Duplicate Facts?

Let’s say I have an entity of [name][height][favorite color] and I store [“Bob”][73][“blue”] and then Bob (who has an ID of “23”, let’s say). changes his favorite color to “green”. The way my code is set up, I transact [23][“Bob”][73][“green”].

The only fact that’s actually changed is that favorite color has gone from “blue” to “green”. I’m guessing Datomic must know this and only make that change, not add the facts about “Bob” and “73” again.

If my assumption is correct, it doesn’t matter from a data integrity standpoint whether you pass facts multiple times, though perhaps stylistically (and for efficiency) one wouldn’t?

EDIT: Another, perhaps less egregious example would be an “active” field. Let’s say a user becomes “active” when they first sign in. You could assert in the code that whenever a user signed in, you transacted a “true” to their “Active” attribute. Otherwise, you’d have first ask whether the user was active and only set them to true if they weren’t already.

So, do we check first, or do we just assert knowing Datomic will not repeat facts?

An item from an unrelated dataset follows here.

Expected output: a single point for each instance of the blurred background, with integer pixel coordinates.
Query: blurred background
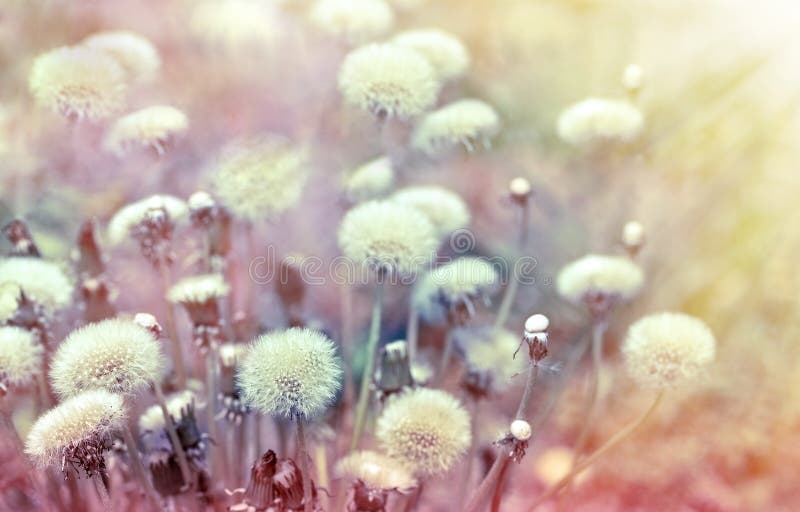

Datomic does redundancy elimination for all datoms in a transaction. As long as the E, A, and V positions of a datom are the same as one that is already in the database, the redundant datom will not be reasserted.

Marshall what is the purpose of redundancy elimination? Why not just reassert the facts? (I think I am missing something)

Redundancy elimination makes for cheap idempotency. Otherwise you’d either end up making a huge DB with lots of redundant data or you’d have to handle “check then assert” everywhere in your application.

I figured that had to be the case.

I’m still sometimes thinking of this as being a record, but a schema really only determines what attributes can be asserted about an entity, and the entity itself is just a number.